Hardiknas: DPR Perlu Cuci Otak

Hardiknas: DPR Perlu Cuci Otak
Polemik rencana pembangunan Gedung Baru DPR sungguh fenomenal. Hingga kini kasus ini menjadi perdebatan panjang. Aktivitas DPR agaknya terkuras, hanya soal ngotot pembangunan gedung. Dana yang dibutuhkan tak sedikit. Butuh 1,138 T untuk membangun gedung beserta fasilitas di dalamnya. Tiap kepala dianggarkan kurang lebih 800 juta untuk tiap ruangannya. Padahal angka ini terlalu “lebay”. Pembangunan untuk per kepala seharusnya mampu maksimal 400 juta oleh salah seorang arsitek sekaligus penelfon salah satu acara di stasiun televisi swasta beberapa minggu lalu. Sungguh ironis, agaknya perlu cuci otak buat aggota dewan kita.
Momentum 2 Mei atau Hari Pendidikan Nasional merupakan bentuk refleksi pendidikan Indonesia. Saatnya pendidikan Indonesia mulai berbenah. Segera menutup kekurangan yang belum terselesaikan. Masih banyak masalah-masalah seputar pendidikan Indonesia. Program pendidikan berkelanjutan butuh dukungan penuh dari pihak pemerintah. Pemerintah sudah mengupayakan berbagai macam penyelesaian termasuk salah satunya dengan peningkatan anggaran pendidikan di tahun 2011 menjadi 20,2% dari total anggaran. Namun beberapa belum optimal sehingga perlu kekuatan lain untuk menggebrak kualitas sektor pendidikan. Di sinilah peran wakil rakyat dipertanyakan.
Pendidikan menjadi salah satu parameter Indeks Pembangunan Manusia (IPM). Indonesia harus kerja keras dalam ketertinggalan IPM dengan negara tetangga. Tahun 2009 Indonesia menempati urutan ke 111 sementara Malaysia jauh di depan Indonesia. Banyak yang harus diperbaiki pada sektor pendidikan. Pemerataan fasilitas pendidikan salah satu parameter. Masih yang harus diselesaikan, termasuk banyak gedung rusak, fasilitas kelas belum memadai, serta kurangnya ruang kelas. Di Surabaya pada tahun 2010 tercatat terdapat 103 sekolah rusak dan yang diperbaiki hanya 35 unit. Sedangkan tahun 2011  tercatat sampai saat ini terdapat 312 sekolah rusak dan yang diusulkan perbaikan hanya 55 unit. Ini baru kota Surabaya. Lebih parah lagi jika ditotal seluruh Indonesia. Disebutkan lagi pada tahun 2011 kerusakan ruang kelas di Indonesia masih mengkhawatirkan. Kerusakan ini terdiri dari ruang kelas SD yang rusak terdata 187.855 ruang dari total 895.761 ruang kelas sedangkan di SMP terdapat 39.554 ruang rusak dari 192.029 ruang kelas. Apakah fakta ini kurang membuka hati antek-antek di perlemen? Padahal jika dikonversikan 1,138 T dapat membangun sebanyak 7500 lebih RKB (ruang kelas baru) dengan asumsi sebesar 600 juta menghasilkan 4 ruang kelas baru. 

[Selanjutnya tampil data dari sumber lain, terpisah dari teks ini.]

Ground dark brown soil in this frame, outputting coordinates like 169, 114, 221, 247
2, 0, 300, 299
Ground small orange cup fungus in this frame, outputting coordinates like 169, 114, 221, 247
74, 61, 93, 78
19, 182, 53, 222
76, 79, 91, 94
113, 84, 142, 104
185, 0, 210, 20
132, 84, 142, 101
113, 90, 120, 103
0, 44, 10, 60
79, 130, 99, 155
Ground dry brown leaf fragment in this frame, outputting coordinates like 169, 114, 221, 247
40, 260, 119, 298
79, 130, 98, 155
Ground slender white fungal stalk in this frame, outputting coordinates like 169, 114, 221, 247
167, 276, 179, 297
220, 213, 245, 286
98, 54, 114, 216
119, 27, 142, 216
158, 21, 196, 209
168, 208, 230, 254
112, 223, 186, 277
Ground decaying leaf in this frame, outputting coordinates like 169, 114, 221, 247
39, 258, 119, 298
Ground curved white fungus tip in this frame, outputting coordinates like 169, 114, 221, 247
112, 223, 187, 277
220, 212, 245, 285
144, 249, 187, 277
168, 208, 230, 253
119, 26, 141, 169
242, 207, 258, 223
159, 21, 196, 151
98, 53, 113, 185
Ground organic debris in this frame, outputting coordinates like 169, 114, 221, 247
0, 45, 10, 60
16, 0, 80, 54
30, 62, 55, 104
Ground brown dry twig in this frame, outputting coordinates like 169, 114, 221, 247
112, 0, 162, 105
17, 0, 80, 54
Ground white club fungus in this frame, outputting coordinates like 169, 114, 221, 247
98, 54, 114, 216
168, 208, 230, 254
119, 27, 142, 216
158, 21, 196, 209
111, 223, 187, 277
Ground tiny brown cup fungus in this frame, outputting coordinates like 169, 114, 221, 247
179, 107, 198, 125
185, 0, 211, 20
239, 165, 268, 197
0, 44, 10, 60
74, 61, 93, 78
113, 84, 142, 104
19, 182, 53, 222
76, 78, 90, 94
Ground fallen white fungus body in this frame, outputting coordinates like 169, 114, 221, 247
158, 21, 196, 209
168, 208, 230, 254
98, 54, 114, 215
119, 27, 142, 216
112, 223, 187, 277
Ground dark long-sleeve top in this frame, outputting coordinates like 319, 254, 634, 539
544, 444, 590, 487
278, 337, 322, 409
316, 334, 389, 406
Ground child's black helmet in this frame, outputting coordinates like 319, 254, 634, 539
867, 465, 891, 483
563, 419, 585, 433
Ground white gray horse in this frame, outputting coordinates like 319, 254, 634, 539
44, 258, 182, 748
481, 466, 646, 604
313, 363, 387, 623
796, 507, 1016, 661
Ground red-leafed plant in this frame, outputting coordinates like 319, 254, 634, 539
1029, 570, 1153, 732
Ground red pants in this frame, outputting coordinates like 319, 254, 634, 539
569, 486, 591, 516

Cerminan di atas merupakan awalan dari satu aspek penyebab lumpuhnya pendidikan di Indonesia. Masih banyak lagi masalah, termasuk angka putus sekolah, pemerataan dan kesejahteraan guru dan lain-lain. Sehingga bukan main-main, memang perlu membutuhkan kerja keras serta anggaran dana yang ekstra.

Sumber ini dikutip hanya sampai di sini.